Province willing to talk with Lantzville about traffic management for Island Highway

Lantzville councillor plans to ask ministry to install traffic time signs on Highway 19
19021246_web1_191019-NBU-Lantzville-Traffic-From-Accident-in-April-20-2018
Dozens of cars lined up along Highway 19 in Lantzville following a fatal accident that resulted in the highway being closed for more than three hours in April 2018. (News Bulletin file)

The provincial government is willing to work more closely with the District of Lantzville on detour and traffic management plans for the Island Highway.

According to a letter available on the district’s website, the Ministry of Transportation said it would “be more than happy” to go over its traffic management plan for Highway 19 with the District of Lantzville and to “work more closely” with the municipality on detour plans.

The letter explains that in the event of an incident that “results in the long closure” of Highway 19, the ministry’s traffic plan calls for the use of a gate that is installed with a “median barrier” at a rest area near Nanoose Bay, allowing traffic to cross over onto the opposite side of the highway.

Lantzville’s section of the highway has “limited detour” options, the ministry notes.

The ministry’s response comes less than a month after Lantzville council passed a series of motions calling on the Ministry of Transportation and Infrastructure to create a traffic management plan for the district when Highway 19 is closed as well as carry out a review of the highway to address safety concerns.

The motions, which were brought forward by Coun. Karen Proctor and passed unanimously, also called on the Nanaimo RCMP to increase enforcement along Lantzville’s stretch of the Island Highway

About 8.5 kilometres of Highway 19 cross through the District of Lantzville and Nanoose First Nation. During that stretch, there are four intersections with traffic lights, with the major intersections being Superior Road and Ware Road. Traffic lights were installed earlier this year on Highway 19 at the Lantzville Road intersection, near the newly built Shell station.

Proctor said she was pleased with the ministry’s response. She said she will be bringing forward a motion at Lantzville’s next council meeting on Oct. 21 requesting that the District of Lantzville have access to the ministry’s emergency traffic plan.

“We want to see their plan. That is the next step,” she said. “Then we will decide who we need to have a conversation with about adjusting that plan.”

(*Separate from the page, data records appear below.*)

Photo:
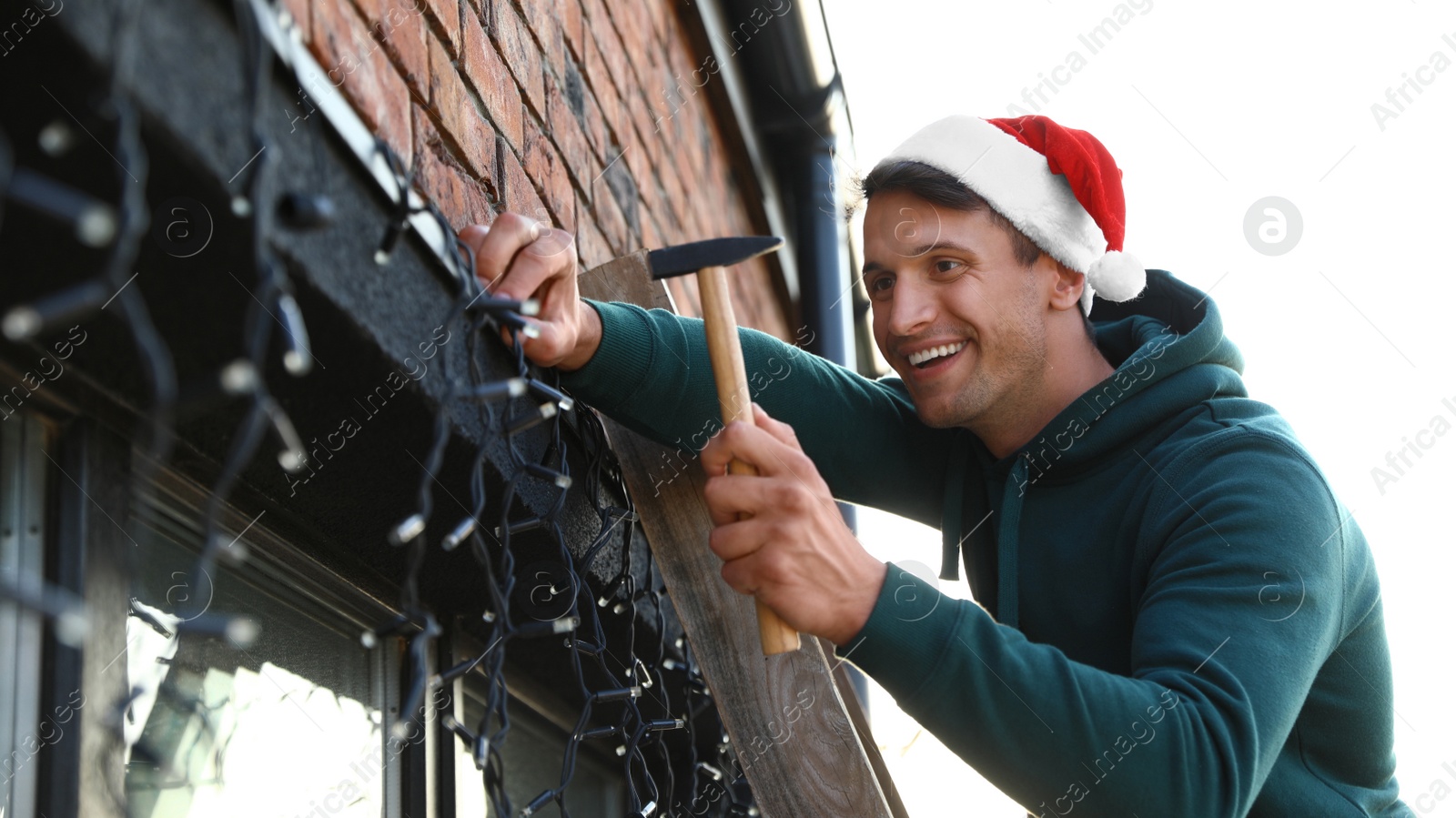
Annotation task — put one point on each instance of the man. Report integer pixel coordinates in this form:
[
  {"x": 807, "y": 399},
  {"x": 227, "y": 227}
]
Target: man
[{"x": 1186, "y": 619}]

Proctor said she will also be requesting that the province install electric signs that list travel times along Highway 19 before Lantzville. She said the signs would make a big difference because motorists would be able to see whether the highway is closed or not before they reach a point where they cannot exit the highway.

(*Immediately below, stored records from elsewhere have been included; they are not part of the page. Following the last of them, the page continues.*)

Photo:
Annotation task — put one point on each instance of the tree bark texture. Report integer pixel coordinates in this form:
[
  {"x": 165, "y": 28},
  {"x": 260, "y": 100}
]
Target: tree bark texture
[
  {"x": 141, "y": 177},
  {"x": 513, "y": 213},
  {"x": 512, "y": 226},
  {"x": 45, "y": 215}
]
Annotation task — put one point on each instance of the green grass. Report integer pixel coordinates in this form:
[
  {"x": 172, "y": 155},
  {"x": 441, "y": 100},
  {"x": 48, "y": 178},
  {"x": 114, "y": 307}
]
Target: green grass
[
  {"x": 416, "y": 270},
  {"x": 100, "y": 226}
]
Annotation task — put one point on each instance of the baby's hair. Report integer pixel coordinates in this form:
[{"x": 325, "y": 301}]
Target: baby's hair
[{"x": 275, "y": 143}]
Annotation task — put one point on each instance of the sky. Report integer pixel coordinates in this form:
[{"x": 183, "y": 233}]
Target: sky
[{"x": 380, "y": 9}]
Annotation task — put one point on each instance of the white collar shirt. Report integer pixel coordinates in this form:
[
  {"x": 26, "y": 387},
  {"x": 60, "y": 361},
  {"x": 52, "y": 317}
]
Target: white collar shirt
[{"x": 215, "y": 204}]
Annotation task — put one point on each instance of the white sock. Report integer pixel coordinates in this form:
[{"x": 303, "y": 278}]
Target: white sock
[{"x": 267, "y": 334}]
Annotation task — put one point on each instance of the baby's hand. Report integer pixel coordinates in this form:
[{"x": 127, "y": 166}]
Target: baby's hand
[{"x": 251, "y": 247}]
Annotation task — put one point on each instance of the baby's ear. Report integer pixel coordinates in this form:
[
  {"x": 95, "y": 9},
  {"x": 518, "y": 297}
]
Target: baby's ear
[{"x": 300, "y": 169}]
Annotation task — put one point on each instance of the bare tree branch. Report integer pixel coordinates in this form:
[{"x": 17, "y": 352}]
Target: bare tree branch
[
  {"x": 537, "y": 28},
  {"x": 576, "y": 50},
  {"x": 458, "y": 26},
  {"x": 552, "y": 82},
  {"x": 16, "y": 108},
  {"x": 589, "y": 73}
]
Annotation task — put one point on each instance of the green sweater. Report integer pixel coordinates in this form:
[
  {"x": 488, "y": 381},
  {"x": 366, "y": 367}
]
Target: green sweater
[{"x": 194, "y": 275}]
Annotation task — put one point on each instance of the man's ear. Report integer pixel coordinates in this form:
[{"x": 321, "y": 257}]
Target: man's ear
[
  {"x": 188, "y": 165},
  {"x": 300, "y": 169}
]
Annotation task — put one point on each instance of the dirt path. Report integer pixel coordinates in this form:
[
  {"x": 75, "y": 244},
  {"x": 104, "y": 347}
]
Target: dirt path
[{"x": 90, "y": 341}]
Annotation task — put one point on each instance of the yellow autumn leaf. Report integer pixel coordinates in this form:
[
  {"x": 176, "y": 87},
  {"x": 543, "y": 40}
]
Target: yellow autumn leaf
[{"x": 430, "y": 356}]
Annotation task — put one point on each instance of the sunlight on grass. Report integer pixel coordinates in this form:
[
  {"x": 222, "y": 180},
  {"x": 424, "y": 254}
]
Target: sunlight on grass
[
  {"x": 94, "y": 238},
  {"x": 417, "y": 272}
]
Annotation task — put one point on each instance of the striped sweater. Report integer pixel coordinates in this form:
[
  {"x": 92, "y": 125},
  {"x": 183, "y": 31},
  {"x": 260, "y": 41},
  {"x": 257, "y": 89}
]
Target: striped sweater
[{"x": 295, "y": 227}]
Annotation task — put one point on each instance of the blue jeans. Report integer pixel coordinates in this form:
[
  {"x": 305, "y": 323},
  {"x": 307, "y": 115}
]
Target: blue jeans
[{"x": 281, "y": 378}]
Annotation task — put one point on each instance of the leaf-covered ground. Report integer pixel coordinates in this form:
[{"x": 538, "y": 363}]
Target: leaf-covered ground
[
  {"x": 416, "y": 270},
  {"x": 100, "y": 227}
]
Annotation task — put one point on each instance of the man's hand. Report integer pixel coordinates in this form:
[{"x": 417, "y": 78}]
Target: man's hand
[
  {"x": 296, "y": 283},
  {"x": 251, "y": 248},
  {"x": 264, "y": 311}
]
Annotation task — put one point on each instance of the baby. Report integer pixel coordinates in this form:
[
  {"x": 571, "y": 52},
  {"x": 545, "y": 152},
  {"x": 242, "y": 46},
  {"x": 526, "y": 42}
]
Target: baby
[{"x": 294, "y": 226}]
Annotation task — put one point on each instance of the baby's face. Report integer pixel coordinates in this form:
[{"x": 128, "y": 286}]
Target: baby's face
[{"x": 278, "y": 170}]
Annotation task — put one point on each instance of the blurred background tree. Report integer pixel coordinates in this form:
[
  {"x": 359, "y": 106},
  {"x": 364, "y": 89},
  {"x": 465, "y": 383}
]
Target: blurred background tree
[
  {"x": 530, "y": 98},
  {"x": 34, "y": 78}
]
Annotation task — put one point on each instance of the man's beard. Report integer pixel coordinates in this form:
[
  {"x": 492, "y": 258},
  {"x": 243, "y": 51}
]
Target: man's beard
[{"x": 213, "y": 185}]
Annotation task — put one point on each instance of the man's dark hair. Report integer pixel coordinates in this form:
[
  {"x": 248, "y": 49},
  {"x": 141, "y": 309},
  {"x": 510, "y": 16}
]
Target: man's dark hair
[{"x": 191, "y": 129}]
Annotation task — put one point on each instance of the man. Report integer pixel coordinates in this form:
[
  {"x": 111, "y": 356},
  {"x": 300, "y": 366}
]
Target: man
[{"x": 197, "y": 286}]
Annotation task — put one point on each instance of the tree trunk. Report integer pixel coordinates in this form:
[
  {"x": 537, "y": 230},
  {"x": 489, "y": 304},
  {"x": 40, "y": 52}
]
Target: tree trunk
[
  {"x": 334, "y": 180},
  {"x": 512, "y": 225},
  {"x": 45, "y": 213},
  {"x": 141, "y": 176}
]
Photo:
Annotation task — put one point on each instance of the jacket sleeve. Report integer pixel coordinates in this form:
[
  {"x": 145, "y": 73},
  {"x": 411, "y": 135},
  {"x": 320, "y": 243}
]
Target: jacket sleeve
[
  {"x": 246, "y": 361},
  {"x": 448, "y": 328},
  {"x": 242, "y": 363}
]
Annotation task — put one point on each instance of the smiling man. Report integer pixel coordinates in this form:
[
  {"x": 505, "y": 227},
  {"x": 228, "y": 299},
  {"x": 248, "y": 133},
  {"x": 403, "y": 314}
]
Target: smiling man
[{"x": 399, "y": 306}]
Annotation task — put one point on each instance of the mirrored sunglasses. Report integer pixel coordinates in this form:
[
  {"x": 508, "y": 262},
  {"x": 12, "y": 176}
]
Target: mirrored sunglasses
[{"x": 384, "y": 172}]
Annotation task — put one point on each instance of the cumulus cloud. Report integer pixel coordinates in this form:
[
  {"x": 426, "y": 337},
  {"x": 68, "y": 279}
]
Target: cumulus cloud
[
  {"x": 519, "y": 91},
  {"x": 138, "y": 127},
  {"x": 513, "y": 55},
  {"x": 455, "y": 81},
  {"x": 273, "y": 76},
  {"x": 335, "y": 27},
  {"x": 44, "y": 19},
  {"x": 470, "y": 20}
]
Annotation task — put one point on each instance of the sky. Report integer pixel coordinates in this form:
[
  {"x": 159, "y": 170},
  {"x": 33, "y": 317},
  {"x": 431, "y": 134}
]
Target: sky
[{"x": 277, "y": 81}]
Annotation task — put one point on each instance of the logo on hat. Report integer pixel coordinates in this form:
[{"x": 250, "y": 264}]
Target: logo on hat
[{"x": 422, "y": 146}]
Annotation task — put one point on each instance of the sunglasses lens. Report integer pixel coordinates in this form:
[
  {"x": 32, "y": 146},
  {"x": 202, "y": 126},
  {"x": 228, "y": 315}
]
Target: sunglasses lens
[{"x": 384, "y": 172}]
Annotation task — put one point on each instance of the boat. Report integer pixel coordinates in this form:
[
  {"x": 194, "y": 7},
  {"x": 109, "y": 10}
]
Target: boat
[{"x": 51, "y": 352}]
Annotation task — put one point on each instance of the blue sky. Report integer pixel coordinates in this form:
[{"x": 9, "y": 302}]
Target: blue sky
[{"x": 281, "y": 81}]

“If I was headed up Island and I saw a sign for Aulds Road that said there is a two-and-a-half-hour traffic delay, I would pull into Woodgrove and have a coffee,” she said. “The same thing if I saw that sign before I got to Northwest Bay Road, I’d just turn back to Parksville. That would ease the congestion a lot.”

Lantzville’s stretch of Highway 19 is unique, according to Proctor.

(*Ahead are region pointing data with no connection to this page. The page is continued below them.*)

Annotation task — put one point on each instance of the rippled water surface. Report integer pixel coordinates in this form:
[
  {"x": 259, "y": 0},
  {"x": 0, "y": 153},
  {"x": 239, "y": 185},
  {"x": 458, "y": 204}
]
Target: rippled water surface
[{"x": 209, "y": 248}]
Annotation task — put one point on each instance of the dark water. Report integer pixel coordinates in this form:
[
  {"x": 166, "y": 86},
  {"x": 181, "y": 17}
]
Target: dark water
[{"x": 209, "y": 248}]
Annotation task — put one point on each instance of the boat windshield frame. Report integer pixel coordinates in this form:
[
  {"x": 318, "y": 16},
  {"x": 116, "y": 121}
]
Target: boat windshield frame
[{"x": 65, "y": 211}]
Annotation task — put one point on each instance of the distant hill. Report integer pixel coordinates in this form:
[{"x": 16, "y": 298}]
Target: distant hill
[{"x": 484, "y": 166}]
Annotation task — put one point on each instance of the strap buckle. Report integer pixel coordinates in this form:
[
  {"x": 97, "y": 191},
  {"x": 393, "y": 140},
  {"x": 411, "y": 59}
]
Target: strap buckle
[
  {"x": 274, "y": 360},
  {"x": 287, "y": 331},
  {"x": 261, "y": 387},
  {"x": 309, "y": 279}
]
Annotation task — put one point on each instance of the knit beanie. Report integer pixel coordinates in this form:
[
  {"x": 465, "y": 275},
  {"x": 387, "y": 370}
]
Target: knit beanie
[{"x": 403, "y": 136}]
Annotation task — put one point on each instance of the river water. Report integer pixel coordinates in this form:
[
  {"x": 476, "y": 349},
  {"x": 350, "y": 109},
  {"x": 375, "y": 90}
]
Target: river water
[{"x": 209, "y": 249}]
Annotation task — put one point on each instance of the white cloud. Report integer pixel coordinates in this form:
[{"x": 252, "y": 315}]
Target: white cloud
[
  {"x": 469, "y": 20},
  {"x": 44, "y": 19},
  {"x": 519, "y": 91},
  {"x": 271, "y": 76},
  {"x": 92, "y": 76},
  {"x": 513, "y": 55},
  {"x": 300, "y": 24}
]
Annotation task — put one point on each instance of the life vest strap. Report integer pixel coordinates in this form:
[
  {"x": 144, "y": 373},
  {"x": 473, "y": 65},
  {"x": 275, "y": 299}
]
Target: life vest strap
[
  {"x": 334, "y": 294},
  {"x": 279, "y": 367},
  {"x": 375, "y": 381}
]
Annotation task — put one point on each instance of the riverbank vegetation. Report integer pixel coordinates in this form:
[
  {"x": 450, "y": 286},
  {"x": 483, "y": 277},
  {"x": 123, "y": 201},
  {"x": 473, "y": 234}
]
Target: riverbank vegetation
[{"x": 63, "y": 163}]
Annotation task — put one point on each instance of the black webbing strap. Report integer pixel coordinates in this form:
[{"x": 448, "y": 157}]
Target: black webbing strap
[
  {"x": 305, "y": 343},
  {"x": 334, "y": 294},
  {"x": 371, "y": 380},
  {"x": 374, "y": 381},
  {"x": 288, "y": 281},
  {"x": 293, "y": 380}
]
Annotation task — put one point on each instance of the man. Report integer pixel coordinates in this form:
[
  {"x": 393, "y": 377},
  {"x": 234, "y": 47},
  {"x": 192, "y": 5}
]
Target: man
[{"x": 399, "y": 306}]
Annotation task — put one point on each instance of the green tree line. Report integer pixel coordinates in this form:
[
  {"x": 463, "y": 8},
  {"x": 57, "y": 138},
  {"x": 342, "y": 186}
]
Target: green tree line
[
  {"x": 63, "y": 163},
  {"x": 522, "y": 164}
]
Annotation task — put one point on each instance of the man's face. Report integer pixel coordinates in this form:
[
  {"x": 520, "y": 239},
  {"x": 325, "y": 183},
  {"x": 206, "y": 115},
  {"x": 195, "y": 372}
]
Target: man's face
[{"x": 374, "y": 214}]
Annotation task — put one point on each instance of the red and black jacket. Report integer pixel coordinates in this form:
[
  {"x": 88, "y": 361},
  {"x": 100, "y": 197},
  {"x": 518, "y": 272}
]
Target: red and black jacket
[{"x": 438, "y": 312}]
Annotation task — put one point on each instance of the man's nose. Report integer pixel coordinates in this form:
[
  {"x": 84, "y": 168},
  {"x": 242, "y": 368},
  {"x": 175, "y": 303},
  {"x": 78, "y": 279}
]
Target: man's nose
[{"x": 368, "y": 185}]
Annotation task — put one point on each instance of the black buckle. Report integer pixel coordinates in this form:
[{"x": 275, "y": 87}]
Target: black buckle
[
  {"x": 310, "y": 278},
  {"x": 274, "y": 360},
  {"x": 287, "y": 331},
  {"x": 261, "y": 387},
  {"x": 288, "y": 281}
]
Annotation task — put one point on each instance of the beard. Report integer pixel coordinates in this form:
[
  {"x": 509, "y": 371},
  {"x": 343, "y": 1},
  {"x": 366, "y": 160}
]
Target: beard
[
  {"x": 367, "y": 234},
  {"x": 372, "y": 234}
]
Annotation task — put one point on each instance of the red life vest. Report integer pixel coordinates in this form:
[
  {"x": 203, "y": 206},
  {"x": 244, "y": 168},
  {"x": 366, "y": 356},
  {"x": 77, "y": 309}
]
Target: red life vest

“We have four lights on a four-lane highway that are closer together than any other stretch and then we have the stretch where there is no route around it. So, when there is an accident between Northwest Bay Road and Aulds Road, you’re stuck,” she said.

Long term, Proctor believes the best solutions would be for an interchange to be installed at Ware Road, a flyover built at Aulds Road and an alternate road that would allow for motorists to bypass Highway 19 in the event of a major accident.

“We need an additional route through that area,” she said. “I know that is very expensive, but for everybody’s safety that needs to be done.”